National Club Golfer
- Editor: Hannah Holden
- Categories: Golf Magazine
- Frequency: Monthly
- Circulation: 58,278 (ABC Jul - Dec 2014) Print and digital editions.
- Publisher: Sports Publications
- First issue: April 1994
- Country: United Kingdom
- Based in: Leeds
- Language: English
- Website: National Club Golfer

= National Club Golfer =

National Golf Club

National Club Golfer is a monthly golfing magazine published by Sports Publications. It is the highest-circulated golf title in the UK. The headquarters is in Leeds.

==Overview==
National Club Golfer magazine was launched by Sports Publications in April 1994.

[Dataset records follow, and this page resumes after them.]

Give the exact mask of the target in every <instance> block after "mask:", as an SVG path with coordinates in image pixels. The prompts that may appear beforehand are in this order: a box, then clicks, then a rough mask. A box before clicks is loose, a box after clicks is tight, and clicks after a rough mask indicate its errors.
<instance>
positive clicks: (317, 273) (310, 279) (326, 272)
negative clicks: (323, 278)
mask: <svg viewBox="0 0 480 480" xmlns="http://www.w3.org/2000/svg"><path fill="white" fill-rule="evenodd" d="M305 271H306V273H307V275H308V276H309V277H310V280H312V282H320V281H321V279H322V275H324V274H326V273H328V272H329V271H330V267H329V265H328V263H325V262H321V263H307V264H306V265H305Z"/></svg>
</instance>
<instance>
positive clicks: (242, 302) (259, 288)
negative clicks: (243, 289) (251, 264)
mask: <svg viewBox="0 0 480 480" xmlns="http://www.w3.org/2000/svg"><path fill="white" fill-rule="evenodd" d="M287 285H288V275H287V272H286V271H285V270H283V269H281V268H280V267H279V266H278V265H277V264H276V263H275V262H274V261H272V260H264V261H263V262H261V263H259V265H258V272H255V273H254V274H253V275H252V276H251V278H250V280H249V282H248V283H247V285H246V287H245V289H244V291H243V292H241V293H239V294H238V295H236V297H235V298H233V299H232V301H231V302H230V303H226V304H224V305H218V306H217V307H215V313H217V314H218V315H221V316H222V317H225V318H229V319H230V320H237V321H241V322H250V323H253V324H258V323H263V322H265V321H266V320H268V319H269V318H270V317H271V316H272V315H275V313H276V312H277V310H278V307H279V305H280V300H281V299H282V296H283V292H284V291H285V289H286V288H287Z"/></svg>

The magazine started as a paper but changed to a glossy magazine in 1997. National Club Golfer, or NCG as it is known to regular readers, is the only magazine in the United Kingdom that is distributed to every golf club in England, Wales, and Scotland free of charge. It is also the highest-circulated print golf publication in the country, with a circulation of almost 60,000.

Sports Publications also put together a magazine dedicated to women's golf - Lady Golfer - which is the highest-circulated ladies' title in print and digital formats in the UK, going out to every club in England, Wales, and Scotland.

Based in Leeds, the magazines are aimed at club golfers.

In May 2005 both magazines launched a dedicated website featuring their content.